[Python-checkins] CVS: python/nondist/peps pep-0207.txt,1.5,1.6
Guido van Rossum
python-dev@python.org
Mon, 4 Dec 2000 12:32:16 -0800
Update of /cvsroot/python/python/nondist/peps
In directory slayer.i.sourceforge.net:/tmp/cvs-serv12181
Modified Files:
pep-0207.txt
Log Message:
Checking in some text. Most of this is simply an Appendix repeating
what David Ascher said in 1998 (before the starship bites the dust
again).
Index: pep-0207.txt
===================================================================
RCS file: /cvsroot/python/python/nondist/peps/pep-0207.txt,v
retrieving revision 1.5
retrieving revision 1.6
diff -C2 -r1.5 -r1.6
*** pep-0207.txt 2000/11/28 22:23:25 1.5
--- pep-0207.txt 2000/12/04 20:32:13 1.6
***************
*** 2,9 ****
Title: Rich Comparisions
Version: $Revision$
! Author: mal@lemburg.com (Marc-Andre Lemburg), guido@python.org (Guido van Rossum)
Python-Version: 2.1
Status: Incomplete
--- 2,330 ----
Title: Rich Comparisions
Version: $Revision$
! Author: guido@python.org (Guido van Rossum), mal@lemburg.com (Marc-Andre Lemburg)
Python-Version: 2.1
Status: Incomplete
+
+ Abstract
+
+ This PEP proposes several new features for comparisons:
+
+ - Allow separately overloading of <, >, <=, >=, ==, !=, both in
+ classes and in C extensions.
+
+ - Allow any of those overloaded operators to return something else
+ besides a Boolean result.
+
+
+ Motivation
+
+ The main motivation comes from NumPy, whose users agree that A<B
+ should return an array of elementwise comparison outcomes; they
+ currently have to spell this as less(A,B) because A<B can only
+ return a Boolean result or an exception.
+
+ An additional motivation is that frequently, types don't have a
+ natural ordering, but still need to be compared for equality.
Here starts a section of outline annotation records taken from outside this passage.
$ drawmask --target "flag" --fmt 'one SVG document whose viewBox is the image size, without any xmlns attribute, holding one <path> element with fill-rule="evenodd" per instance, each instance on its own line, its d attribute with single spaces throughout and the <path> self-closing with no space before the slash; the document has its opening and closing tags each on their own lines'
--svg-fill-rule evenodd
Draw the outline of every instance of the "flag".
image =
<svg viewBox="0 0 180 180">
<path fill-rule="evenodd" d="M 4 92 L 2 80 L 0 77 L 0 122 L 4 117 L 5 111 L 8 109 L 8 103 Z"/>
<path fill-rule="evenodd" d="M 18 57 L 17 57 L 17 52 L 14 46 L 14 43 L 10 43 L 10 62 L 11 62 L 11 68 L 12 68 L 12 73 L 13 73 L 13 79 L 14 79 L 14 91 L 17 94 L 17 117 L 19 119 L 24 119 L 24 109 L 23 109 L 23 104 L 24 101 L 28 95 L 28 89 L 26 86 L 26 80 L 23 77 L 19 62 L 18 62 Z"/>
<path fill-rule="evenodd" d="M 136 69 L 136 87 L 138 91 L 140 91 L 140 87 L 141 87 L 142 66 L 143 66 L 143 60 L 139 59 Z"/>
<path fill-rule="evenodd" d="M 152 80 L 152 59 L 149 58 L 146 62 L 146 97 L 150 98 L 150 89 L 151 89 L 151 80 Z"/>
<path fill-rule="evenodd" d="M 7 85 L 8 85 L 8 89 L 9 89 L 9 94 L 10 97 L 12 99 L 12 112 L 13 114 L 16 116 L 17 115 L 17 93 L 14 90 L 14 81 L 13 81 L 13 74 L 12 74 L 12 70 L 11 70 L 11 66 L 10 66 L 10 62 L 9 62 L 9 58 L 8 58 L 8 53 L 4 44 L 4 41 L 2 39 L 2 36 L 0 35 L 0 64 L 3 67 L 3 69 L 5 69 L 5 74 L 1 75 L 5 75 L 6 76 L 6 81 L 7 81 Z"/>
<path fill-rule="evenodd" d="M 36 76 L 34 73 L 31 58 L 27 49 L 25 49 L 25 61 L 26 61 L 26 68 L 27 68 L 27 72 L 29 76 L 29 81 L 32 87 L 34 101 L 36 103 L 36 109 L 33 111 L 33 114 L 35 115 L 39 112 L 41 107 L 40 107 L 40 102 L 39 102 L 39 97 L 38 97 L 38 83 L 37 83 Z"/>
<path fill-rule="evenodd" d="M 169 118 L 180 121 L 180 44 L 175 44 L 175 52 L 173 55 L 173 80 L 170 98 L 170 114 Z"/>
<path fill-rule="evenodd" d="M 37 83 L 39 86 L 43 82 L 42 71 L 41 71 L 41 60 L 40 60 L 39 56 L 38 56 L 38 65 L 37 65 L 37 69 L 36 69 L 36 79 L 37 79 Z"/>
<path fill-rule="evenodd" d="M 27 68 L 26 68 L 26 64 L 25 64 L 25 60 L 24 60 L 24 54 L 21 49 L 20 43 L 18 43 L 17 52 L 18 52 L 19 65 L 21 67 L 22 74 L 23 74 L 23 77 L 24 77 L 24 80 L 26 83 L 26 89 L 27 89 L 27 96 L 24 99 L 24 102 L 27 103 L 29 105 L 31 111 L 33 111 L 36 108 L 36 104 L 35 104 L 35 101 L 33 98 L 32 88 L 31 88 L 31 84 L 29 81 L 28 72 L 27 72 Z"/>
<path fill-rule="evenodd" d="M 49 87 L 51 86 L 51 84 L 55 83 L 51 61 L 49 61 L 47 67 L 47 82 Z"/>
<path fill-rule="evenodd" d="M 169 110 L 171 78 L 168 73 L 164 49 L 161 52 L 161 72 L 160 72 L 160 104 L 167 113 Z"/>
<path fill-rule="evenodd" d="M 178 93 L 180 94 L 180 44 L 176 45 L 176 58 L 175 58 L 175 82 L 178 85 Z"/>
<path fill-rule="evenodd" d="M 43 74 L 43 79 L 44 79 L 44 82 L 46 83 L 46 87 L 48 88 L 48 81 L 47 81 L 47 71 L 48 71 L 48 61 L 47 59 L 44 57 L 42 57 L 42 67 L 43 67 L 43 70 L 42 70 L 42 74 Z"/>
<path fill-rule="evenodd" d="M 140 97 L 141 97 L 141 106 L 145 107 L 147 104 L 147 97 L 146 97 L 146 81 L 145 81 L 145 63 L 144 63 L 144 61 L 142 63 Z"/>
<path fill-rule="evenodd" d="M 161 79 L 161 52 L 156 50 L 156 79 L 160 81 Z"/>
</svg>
+ Currenlty such a type *must* implement comparison and thus assign
+ an arbitrary ordering, just so that equality can be tested.
+
+ More motivation can be found in the proposals listed under
+ previous work below.
+
+
+ Previous Work
+
+ Rich Comparisons have been proposed before; in particular by David
+ Ascher, after experience with Numerical Python:
+
+ http://starship.python.net/crew/da/proposals/richcmp.html
+
+ It is also included as an appendix. In this proposal, David also
+ proposes the addition of an optional 3rd argument to cmp(), as in:
+ cmp(a, b, "<") or cmp(a, b, "!=").
+
+
+ Concerns
+
+ - Backwards compatibility, both at the Python level (classes using
+ __cmp__ need not be changed) and at the C level (extensions
+ defining tp_compare need not be changed).
+
+ - When A<B returns a matrix of elementwise comparisons, an easy
+ mistake to make is to use this expression in a Boolean context.
+ Without special precautions, it would always be true. This use
+ should raise an exception instead.
+
+ - If a class overrides x==y but nothing else, should x!=y be
+ computed as not(x==y), or fail? (I think this is OK; David
+ disagrees.)
+
+ - Similarly, should we allow x<y to be calculated from y>x? (I
+ think this is OK; David agrees.)
+
+ - Similarly, should we allow x<=y to be calculated from not(x>y)?
+ (I think this is *not* OK; neither does David.)
+
+ - When using comparisons to generate elementwise comparisons, what
+ to do about shortcut operators like A<B<C or ``A<B and C<D''?
+ (David proposes a solution for A<B<C, but it means that ``if
+ A<B:...'' will assume ``if true:...''.
+
+
+ Solution
+
+ To be done.
+
+
+ Copyright
+
+ This document has been placed in the public domain.
+
+
+ Appendix
+
+ Here, for posterity, is most of David Ascher's original proposal.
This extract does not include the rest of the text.